$(α_D,α_G)$-GANs: Addressing GAN Training Instabilities via Dual Objectives
This addresses training instability issues for GAN users, but it is incremental as it builds on existing GAN frameworks with tunable parameters.
The paper tackles GAN training instabilities by introducing $(\alpha_D,\alpha_G)$-GANs, which use dual objectives with tunable $\alpha$-loss for the generator and discriminator, showing that tuning these parameters alleviates instabilities on synthetic 2D Gaussian mixture ring and Stacked MNIST datasets.
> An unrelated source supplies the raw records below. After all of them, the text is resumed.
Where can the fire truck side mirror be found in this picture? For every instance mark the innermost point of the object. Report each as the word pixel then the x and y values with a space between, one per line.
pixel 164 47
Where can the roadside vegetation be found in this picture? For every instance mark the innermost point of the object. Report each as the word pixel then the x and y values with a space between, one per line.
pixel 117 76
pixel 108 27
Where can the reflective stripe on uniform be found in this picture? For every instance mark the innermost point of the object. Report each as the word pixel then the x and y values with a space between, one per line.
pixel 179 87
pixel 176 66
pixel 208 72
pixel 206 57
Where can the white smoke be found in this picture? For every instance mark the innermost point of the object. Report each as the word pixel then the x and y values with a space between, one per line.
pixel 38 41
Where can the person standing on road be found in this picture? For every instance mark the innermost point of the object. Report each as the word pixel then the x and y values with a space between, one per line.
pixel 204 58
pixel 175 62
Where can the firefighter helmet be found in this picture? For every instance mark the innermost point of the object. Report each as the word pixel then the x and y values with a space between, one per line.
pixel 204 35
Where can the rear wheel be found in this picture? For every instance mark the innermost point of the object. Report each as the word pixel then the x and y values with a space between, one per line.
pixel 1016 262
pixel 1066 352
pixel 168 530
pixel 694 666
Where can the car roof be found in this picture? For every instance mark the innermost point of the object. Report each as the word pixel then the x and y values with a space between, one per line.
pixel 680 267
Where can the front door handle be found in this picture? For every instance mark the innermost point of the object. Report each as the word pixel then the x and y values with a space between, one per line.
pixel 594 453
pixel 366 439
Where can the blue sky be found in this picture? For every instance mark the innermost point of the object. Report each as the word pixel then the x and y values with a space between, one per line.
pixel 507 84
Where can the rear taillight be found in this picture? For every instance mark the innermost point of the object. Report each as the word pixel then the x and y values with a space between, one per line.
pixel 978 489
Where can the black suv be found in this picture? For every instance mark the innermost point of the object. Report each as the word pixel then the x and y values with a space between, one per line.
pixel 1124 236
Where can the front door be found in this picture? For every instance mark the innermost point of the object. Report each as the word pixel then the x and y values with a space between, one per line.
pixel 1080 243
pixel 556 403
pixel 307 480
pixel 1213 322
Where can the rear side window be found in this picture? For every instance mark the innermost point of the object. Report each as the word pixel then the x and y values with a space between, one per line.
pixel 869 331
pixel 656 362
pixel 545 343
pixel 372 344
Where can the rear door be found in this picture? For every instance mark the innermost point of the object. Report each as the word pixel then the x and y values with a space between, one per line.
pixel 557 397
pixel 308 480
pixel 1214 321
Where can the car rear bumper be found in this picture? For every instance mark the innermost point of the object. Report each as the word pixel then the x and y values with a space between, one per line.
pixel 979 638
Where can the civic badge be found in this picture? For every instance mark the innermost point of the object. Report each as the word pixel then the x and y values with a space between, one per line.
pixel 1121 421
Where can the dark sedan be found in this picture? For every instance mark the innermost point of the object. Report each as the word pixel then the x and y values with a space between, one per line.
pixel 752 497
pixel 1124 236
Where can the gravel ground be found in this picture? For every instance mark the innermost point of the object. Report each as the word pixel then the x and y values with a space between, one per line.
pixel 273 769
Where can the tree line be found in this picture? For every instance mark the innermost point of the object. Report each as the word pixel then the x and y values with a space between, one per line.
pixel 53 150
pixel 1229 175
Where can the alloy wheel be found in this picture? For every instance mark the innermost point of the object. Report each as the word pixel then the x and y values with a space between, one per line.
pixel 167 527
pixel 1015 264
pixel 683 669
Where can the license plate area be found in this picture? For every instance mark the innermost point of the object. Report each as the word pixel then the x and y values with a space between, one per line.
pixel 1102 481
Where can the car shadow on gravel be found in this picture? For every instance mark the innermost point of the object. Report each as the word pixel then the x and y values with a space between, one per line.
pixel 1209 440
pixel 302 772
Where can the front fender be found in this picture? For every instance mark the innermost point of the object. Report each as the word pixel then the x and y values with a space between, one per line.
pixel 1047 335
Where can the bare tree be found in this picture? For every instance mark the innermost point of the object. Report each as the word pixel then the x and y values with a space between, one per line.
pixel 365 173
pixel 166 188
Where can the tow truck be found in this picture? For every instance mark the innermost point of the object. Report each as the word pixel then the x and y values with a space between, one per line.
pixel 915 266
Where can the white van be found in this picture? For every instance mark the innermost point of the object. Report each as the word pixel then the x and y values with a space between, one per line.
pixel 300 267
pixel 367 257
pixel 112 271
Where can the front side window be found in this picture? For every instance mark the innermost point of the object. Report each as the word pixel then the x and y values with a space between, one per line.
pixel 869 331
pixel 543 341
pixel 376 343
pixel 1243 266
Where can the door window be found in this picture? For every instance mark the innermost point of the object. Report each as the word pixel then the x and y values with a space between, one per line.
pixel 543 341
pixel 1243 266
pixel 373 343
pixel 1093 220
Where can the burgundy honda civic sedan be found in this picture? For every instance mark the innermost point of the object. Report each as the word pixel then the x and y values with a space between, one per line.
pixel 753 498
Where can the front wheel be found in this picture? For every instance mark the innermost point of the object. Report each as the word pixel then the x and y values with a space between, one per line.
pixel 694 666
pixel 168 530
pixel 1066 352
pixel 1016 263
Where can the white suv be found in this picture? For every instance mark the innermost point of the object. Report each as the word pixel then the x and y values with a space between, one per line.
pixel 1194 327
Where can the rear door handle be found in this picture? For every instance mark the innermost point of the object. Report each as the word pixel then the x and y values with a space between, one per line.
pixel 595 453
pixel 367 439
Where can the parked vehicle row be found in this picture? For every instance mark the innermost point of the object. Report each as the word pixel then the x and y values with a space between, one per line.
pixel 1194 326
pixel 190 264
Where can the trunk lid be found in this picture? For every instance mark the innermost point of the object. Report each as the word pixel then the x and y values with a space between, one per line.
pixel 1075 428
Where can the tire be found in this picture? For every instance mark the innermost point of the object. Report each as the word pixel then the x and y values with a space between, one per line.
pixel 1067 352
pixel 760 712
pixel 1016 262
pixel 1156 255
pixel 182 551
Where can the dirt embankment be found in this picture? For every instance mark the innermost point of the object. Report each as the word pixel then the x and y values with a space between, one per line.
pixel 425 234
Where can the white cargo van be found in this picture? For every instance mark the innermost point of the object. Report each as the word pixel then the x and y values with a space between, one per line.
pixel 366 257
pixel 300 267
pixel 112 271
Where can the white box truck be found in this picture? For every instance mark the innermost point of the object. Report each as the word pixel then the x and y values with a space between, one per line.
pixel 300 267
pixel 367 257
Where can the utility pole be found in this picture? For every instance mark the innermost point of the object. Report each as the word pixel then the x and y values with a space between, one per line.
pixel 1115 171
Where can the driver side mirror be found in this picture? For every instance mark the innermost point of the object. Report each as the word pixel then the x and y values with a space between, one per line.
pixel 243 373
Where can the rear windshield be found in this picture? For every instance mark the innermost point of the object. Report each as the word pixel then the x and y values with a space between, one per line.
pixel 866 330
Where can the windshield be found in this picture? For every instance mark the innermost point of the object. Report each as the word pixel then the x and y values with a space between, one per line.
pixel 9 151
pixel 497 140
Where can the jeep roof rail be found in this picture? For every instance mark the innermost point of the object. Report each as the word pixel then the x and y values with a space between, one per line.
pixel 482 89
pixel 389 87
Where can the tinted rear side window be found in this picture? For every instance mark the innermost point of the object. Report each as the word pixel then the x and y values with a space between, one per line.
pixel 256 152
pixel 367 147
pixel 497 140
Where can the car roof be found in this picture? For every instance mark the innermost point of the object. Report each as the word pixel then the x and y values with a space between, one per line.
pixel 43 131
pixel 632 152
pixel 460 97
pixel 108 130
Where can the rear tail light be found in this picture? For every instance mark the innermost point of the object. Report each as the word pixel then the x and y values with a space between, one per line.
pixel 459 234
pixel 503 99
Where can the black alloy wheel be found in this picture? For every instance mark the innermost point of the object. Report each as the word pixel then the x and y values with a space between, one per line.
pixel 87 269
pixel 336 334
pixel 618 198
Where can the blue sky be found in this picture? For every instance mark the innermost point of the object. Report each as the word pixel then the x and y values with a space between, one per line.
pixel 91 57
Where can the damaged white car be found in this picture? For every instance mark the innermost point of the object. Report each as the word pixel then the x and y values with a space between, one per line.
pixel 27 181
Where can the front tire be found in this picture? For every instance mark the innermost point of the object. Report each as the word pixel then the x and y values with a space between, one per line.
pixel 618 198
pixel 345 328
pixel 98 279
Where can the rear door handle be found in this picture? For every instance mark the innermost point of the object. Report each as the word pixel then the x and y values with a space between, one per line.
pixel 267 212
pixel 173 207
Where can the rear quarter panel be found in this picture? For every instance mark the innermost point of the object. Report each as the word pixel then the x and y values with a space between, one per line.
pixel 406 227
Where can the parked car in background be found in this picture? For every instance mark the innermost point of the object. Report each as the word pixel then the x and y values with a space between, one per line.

In an effort to address the training instabilities of GANs, we introduce a class of dual-objective GANs with different value functions (objectives) for the generator (G) and discriminator (D). In particular, we model each objective using $α$-loss, a tunable classification loss, to obtain $(α_D,α_G)$-GANs, parameterized by $(α_D,α_G)\in (0,\infty]^2$. For sufficiently large number of samples and capacities for G and D, we show that the resulting non-zero sum game simplifies to minimizing an $f$-divergence under appropriate conditions on $(α_D,α_G)$. In the finite sample and capacity setting, we define estimation error to quantify the gap in the generator's performance relative to the optimal setting with infinite samples and obtain upper bounds on this error, showing it to be order optimal under certain conditions. Finally, we highlight the value of tuning $(α_D,α_G)$ in alleviating training instabilities for the synthetic 2D Gaussian mixture ring and the Stacked MNIST datasets.